Executives from dozens of large European companies including engineering giant Siemens, Dutch brewer Heineken and French carmaker Renault issued an open letter Friday warning that the rules as drafted risk driving companies and capital away from the continent. Other signatories included leaders from a handful of European startups and a top AI researcher at Meta Platforms.
"The result would be a critical productivity gap" between the U.S. and Europe, the executives wrote.
The letter adds to a lobbying effort from business leaders, academics and AI companies over whether and how to set out rules for the powerful technology behind tools such as OpenAI's ChatGPT and Google's Bard.
European lawmakers are hammering out draft legislation that could require companies to design their AI models in a way that prevents them from creating illegal content.
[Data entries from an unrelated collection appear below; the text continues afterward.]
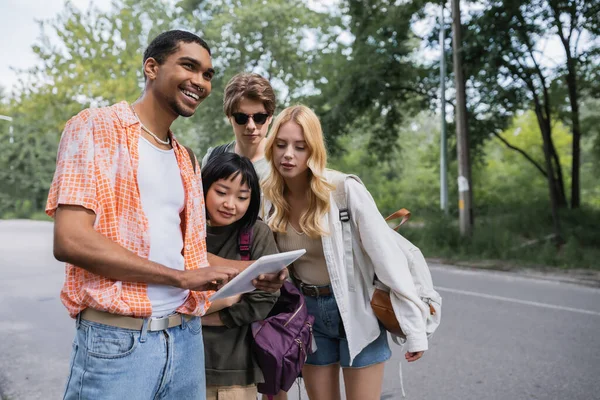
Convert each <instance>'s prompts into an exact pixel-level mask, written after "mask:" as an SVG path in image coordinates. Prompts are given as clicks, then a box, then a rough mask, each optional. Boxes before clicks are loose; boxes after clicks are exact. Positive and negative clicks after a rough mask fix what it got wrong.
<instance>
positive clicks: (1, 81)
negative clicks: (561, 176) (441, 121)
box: [0, 0, 563, 92]
mask: <svg viewBox="0 0 600 400" xmlns="http://www.w3.org/2000/svg"><path fill="white" fill-rule="evenodd" d="M307 1H308V2H309V4H311V5H312V6H313V7H315V6H316V5H322V3H325V4H331V3H335V0H307ZM71 2H72V3H73V4H74V5H75V6H76V7H78V8H81V9H86V8H87V7H89V5H90V3H92V2H93V4H94V6H96V7H98V8H100V9H102V10H108V9H109V7H110V2H111V0H71ZM64 4H65V0H0V38H3V40H2V41H0V54H1V55H2V59H1V61H0V86H2V87H4V88H5V89H6V91H7V92H10V91H11V89H12V88H13V87H14V86H15V85H16V83H17V74H16V73H15V71H13V70H12V68H15V69H25V68H29V67H32V66H33V65H34V64H35V62H36V57H35V54H34V53H33V51H32V50H31V47H32V45H33V44H34V43H35V42H36V39H37V38H38V37H39V35H40V28H39V26H38V24H37V22H36V21H37V20H45V19H49V18H53V17H55V16H56V15H57V14H58V13H60V11H61V10H62V9H63V7H64ZM317 8H318V7H317ZM464 11H465V10H463V12H464ZM435 13H437V11H435ZM446 18H449V15H448V14H447V15H446ZM426 22H429V23H433V21H426ZM417 30H418V26H417ZM538 48H539V50H541V51H542V52H543V53H544V55H545V56H546V57H547V59H546V60H541V61H542V64H544V63H545V61H546V62H548V61H550V64H553V63H554V62H556V61H557V59H558V60H560V61H562V60H561V59H562V58H563V56H562V53H563V50H562V49H561V46H560V43H559V42H558V41H557V40H552V41H549V42H547V43H538ZM437 56H438V55H437V54H432V55H430V57H433V58H437ZM560 61H559V62H560ZM11 67H12V68H11Z"/></svg>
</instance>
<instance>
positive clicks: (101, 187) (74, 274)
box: [46, 102, 212, 318]
mask: <svg viewBox="0 0 600 400" xmlns="http://www.w3.org/2000/svg"><path fill="white" fill-rule="evenodd" d="M140 135H141V125H140V123H139V120H138V119H137V118H136V117H135V115H134V114H133V112H132V111H131V108H130V106H129V104H128V103H127V102H121V103H118V104H115V105H113V106H111V107H104V108H98V109H87V110H84V111H82V112H80V113H79V114H78V115H77V116H75V117H73V118H72V119H71V120H69V122H68V123H67V125H66V126H65V130H64V132H63V134H62V138H61V140H60V145H59V148H58V157H57V160H56V172H55V174H54V179H53V181H52V186H51V187H50V194H49V195H48V203H47V205H46V213H47V214H48V215H49V216H50V217H54V213H55V212H56V209H57V207H58V206H59V204H69V205H79V206H82V207H85V208H87V209H90V210H92V211H94V212H95V213H96V221H95V223H94V229H95V230H96V231H97V232H99V233H101V234H103V235H104V236H106V237H108V238H109V239H111V240H113V241H115V242H117V243H118V244H120V245H121V246H123V247H124V248H126V249H127V250H130V251H132V252H134V253H135V254H137V255H138V256H140V257H143V258H148V254H149V253H150V233H149V226H148V220H147V218H146V216H145V215H144V212H143V210H142V204H141V200H140V193H139V191H138V186H137V170H138V164H139V153H138V143H139V137H140ZM171 139H172V144H173V149H174V151H175V157H176V158H177V163H178V164H179V168H180V170H181V177H182V180H183V186H184V189H185V193H186V199H185V210H184V211H183V212H182V214H181V221H182V222H181V229H182V233H183V237H184V249H183V255H184V260H185V269H186V270H192V269H197V268H203V267H206V266H208V260H207V256H206V226H205V221H206V218H205V209H204V196H203V193H202V178H201V176H200V173H195V172H194V170H193V167H192V163H191V162H190V157H189V154H188V152H187V150H186V149H185V148H184V147H183V146H181V145H180V144H179V143H178V142H177V140H175V138H174V137H173V136H172V134H171ZM196 164H197V162H196ZM211 293H212V292H194V291H190V294H189V296H188V298H187V300H186V301H185V303H184V304H183V305H181V306H180V307H179V308H178V309H177V312H180V313H182V314H191V315H198V316H201V315H203V314H204V313H205V311H206V310H207V309H208V307H209V305H210V303H209V301H208V297H209V296H210V294H211ZM60 298H61V300H62V302H63V304H64V305H65V306H66V307H67V310H68V311H69V314H70V315H71V317H73V318H74V317H75V316H77V314H78V313H79V312H80V311H82V310H84V309H85V308H87V307H90V308H94V309H96V310H100V311H106V312H110V313H112V314H121V315H130V316H135V317H149V316H151V315H152V305H151V303H150V300H149V298H148V294H147V285H146V284H145V283H132V282H121V281H115V280H112V279H108V278H105V277H103V276H99V275H96V274H93V273H91V272H89V271H86V270H85V269H83V268H80V267H77V266H75V265H72V264H68V263H67V265H66V272H65V282H64V285H63V288H62V291H61V294H60Z"/></svg>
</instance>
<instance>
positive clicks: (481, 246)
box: [400, 206, 600, 270]
mask: <svg viewBox="0 0 600 400" xmlns="http://www.w3.org/2000/svg"><path fill="white" fill-rule="evenodd" d="M560 217H561V218H560V219H561V221H560V222H561V229H562V237H563V239H564V243H563V244H562V245H560V246H557V245H556V243H555V241H554V240H553V237H552V234H553V232H554V231H553V226H552V218H551V215H550V212H549V210H548V209H547V206H546V207H543V206H539V207H537V206H528V207H523V206H520V207H510V208H508V207H507V208H503V209H487V210H486V211H485V214H482V215H476V216H475V227H474V230H473V237H472V238H471V239H466V238H463V237H461V236H460V233H459V228H458V216H457V215H451V216H446V215H444V214H443V213H436V212H430V213H427V214H424V215H420V216H419V215H417V216H416V218H415V222H414V223H412V224H411V223H410V222H409V223H407V224H406V225H405V227H402V228H401V231H400V233H402V234H403V235H404V236H406V237H407V238H408V239H409V240H411V241H412V242H414V243H415V244H416V245H417V246H419V247H420V248H421V250H422V251H423V253H424V254H425V255H426V256H427V257H436V258H442V259H446V260H449V261H484V260H485V261H488V260H498V261H502V262H510V263H514V264H516V265H518V266H528V267H539V266H552V267H559V268H587V269H595V270H600V210H598V209H591V208H581V209H578V210H568V209H565V210H561V214H560Z"/></svg>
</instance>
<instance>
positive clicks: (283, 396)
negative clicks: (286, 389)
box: [262, 390, 287, 400]
mask: <svg viewBox="0 0 600 400" xmlns="http://www.w3.org/2000/svg"><path fill="white" fill-rule="evenodd" d="M262 400H269V398H268V397H267V395H266V394H263V399H262ZM273 400H287V392H284V391H283V390H282V391H280V392H279V393H277V394H276V395H275V396H273Z"/></svg>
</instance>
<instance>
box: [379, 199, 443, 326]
mask: <svg viewBox="0 0 600 400" xmlns="http://www.w3.org/2000/svg"><path fill="white" fill-rule="evenodd" d="M398 218H402V219H401V221H400V223H399V224H398V225H397V226H396V227H395V228H394V230H398V228H400V226H402V224H404V223H405V222H406V221H408V219H409V218H410V211H408V210H407V209H405V208H402V209H400V210H398V211H396V212H395V213H393V214H392V215H390V216H388V217H387V218H386V219H385V220H386V221H393V220H395V219H398ZM378 283H380V282H379V281H378V280H377V276H375V292H374V293H373V297H372V298H371V307H372V308H373V312H374V313H375V316H376V317H377V319H378V320H379V322H381V324H382V325H383V327H384V328H385V329H386V330H387V331H388V332H390V333H392V334H394V335H398V336H405V335H404V333H403V332H402V329H401V328H400V324H399V323H398V320H397V319H396V314H395V313H394V308H393V307H392V300H391V299H390V291H389V288H388V289H387V290H386V288H385V286H384V285H381V284H380V285H379V286H378ZM429 311H430V312H431V315H435V310H434V309H433V307H432V306H431V305H430V306H429Z"/></svg>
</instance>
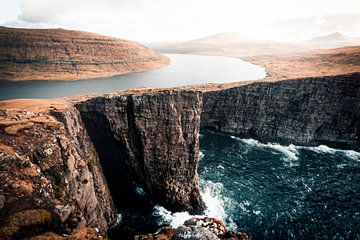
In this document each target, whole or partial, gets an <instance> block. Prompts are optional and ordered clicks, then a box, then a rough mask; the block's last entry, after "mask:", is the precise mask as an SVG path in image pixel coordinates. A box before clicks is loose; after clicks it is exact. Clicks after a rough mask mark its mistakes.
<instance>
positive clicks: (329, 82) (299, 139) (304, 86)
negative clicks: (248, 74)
mask: <svg viewBox="0 0 360 240" xmlns="http://www.w3.org/2000/svg"><path fill="white" fill-rule="evenodd" d="M359 101H360V74H359V73H355V74H349V75H340V76H333V77H319V78H306V79H299V80H289V81H281V82H275V83H253V84H250V85H247V86H243V87H238V88H232V89H226V90H221V91H214V92H206V93H204V96H203V102H204V105H203V111H202V114H201V126H202V127H209V128H212V129H215V130H218V131H220V132H224V133H229V134H234V135H238V136H243V137H254V138H257V139H260V140H262V141H272V142H280V143H286V144H289V143H293V144H298V145H319V144H327V145H330V146H335V147H344V148H355V149H359V148H360V104H359Z"/></svg>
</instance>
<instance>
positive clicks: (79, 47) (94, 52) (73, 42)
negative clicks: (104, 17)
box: [0, 27, 169, 80]
mask: <svg viewBox="0 0 360 240" xmlns="http://www.w3.org/2000/svg"><path fill="white" fill-rule="evenodd" d="M167 64H169V59H168V58H166V57H165V56H162V55H160V54H158V53H156V52H154V51H152V50H150V49H148V48H146V47H144V46H142V45H140V44H137V43H134V42H131V41H126V40H121V39H117V38H112V37H106V36H101V35H97V34H93V33H88V32H80V31H70V30H63V29H16V28H5V27H0V79H6V80H76V79H85V78H96V77H109V76H114V75H118V74H124V73H128V72H139V71H145V70H150V69H154V68H159V67H162V66H165V65H167Z"/></svg>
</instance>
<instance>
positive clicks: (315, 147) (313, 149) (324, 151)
mask: <svg viewBox="0 0 360 240" xmlns="http://www.w3.org/2000/svg"><path fill="white" fill-rule="evenodd" d="M298 148H302V149H308V150H311V151H313V152H316V153H329V154H334V153H335V152H336V151H337V149H334V148H330V147H328V146H326V145H319V146H317V147H303V146H298Z"/></svg>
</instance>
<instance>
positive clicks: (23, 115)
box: [0, 101, 116, 239]
mask: <svg viewBox="0 0 360 240" xmlns="http://www.w3.org/2000/svg"><path fill="white" fill-rule="evenodd" d="M60 102H61V104H56V105H52V104H50V105H47V104H45V105H46V107H45V110H43V109H40V108H39V102H37V101H35V102H34V105H32V106H30V105H26V103H25V102H24V104H21V105H22V107H24V108H25V106H27V107H26V110H25V109H24V108H22V107H20V109H19V108H17V109H16V110H15V109H12V108H11V107H8V105H6V104H7V103H5V105H6V106H7V107H6V109H4V108H1V111H0V115H1V116H0V119H1V121H0V122H1V123H0V172H1V174H0V176H1V179H0V198H1V204H0V210H1V212H0V214H1V216H0V219H1V224H0V238H1V239H20V238H24V237H31V236H32V235H36V234H39V233H44V232H47V231H51V230H52V231H57V232H60V233H69V232H71V230H72V229H77V228H78V227H85V226H87V227H91V228H97V229H98V231H99V234H102V235H104V234H106V230H107V229H108V227H109V226H111V225H112V224H113V223H114V222H115V214H116V210H115V207H114V205H113V202H112V198H111V195H110V192H109V189H108V186H107V183H106V179H105V178H104V176H103V172H102V168H101V166H100V162H99V159H98V155H97V153H96V151H95V148H94V146H93V144H92V143H91V141H90V139H89V137H88V135H87V132H86V130H85V128H84V125H83V123H82V121H81V118H80V114H79V112H78V111H77V110H76V108H75V107H73V106H71V105H69V104H66V103H65V102H62V101H60ZM2 105H4V103H2ZM2 107H3V106H2Z"/></svg>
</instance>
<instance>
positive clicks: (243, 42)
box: [190, 32, 254, 44]
mask: <svg viewBox="0 0 360 240" xmlns="http://www.w3.org/2000/svg"><path fill="white" fill-rule="evenodd" d="M249 41H254V40H252V39H248V38H244V37H243V36H242V35H241V34H240V33H236V32H222V33H217V34H214V35H211V36H208V37H204V38H198V39H194V40H191V41H190V42H202V43H208V44H227V43H244V42H249Z"/></svg>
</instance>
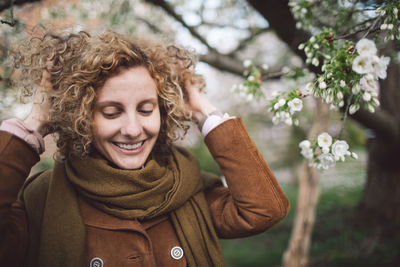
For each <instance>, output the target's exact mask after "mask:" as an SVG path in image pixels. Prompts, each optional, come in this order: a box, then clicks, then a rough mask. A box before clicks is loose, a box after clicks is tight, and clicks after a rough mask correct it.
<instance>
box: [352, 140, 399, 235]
mask: <svg viewBox="0 0 400 267" xmlns="http://www.w3.org/2000/svg"><path fill="white" fill-rule="evenodd" d="M399 151H400V144H399V143H397V144H388V143H387V142H386V141H385V140H382V139H381V138H379V137H377V138H374V139H371V140H370V141H369V158H368V178H367V183H366V186H365V190H364V195H363V198H362V200H361V203H360V205H359V207H358V211H357V216H356V219H357V223H358V224H359V225H363V226H368V227H372V228H374V229H375V230H377V231H378V234H379V236H380V237H383V238H388V237H399V234H400V160H399V156H398V154H399Z"/></svg>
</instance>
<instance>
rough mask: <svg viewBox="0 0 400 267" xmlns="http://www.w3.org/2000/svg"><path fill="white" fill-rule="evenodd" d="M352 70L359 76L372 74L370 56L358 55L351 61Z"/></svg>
mask: <svg viewBox="0 0 400 267" xmlns="http://www.w3.org/2000/svg"><path fill="white" fill-rule="evenodd" d="M352 69H353V70H354V71H355V72H357V73H359V74H366V73H371V72H373V71H374V68H373V66H372V58H371V55H359V56H358V57H356V58H355V59H354V61H353V65H352Z"/></svg>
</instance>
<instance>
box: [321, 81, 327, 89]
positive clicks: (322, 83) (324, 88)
mask: <svg viewBox="0 0 400 267" xmlns="http://www.w3.org/2000/svg"><path fill="white" fill-rule="evenodd" d="M326 87H327V85H326V82H324V81H321V82H320V83H319V88H320V89H325V88H326Z"/></svg>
Companies might also be required to publish summaries of the copyrighted data used to train their models and to disclose whenever content is generated using AI.
Other provisions could include restrictions on some types of biometric surveillance and on the way images are gathered for facial-recognition databases.
Officials from the European Commission, the European Parliament and member states say they want to come up with a compromise agreement on the new rules before the end of this year.
Politicians, academics, activists and many tech executives have pushed for some form of AI regulation. But the breadth of the industries represented by the letter's signatories demonstrates an unease among many companies about taking a prescriptive approach in reining in the technology.
After ChatGPT and Bard were launched, companies have scrambled to learn how they can put such tools to use, including how they might lower costs.
The business executives behind this week's letter said they believe AI regulation is needed. They said their main concern is with the addition of new provisions focused on generative AI to the draft legal text, which they said were too rigid." [1]
This is an overreaction from the EU. Europeans let freely lunching on consumers' data American googles into their garden, so Americans took over all European internet. The Chinese did not make this mistake. Now Europeans are trying to create AI and data rules that could favor European companies. The more convoluted the rules are the better. We will see how this will work out for them this time.
1. EXCHANGE --- EU Rules for AI Worry Big Brands. Kim Mackrael.
Wall Street Journal, Eastern edition; New York, N.Y. [New York, N.Y]. 01 July 2023: B.12.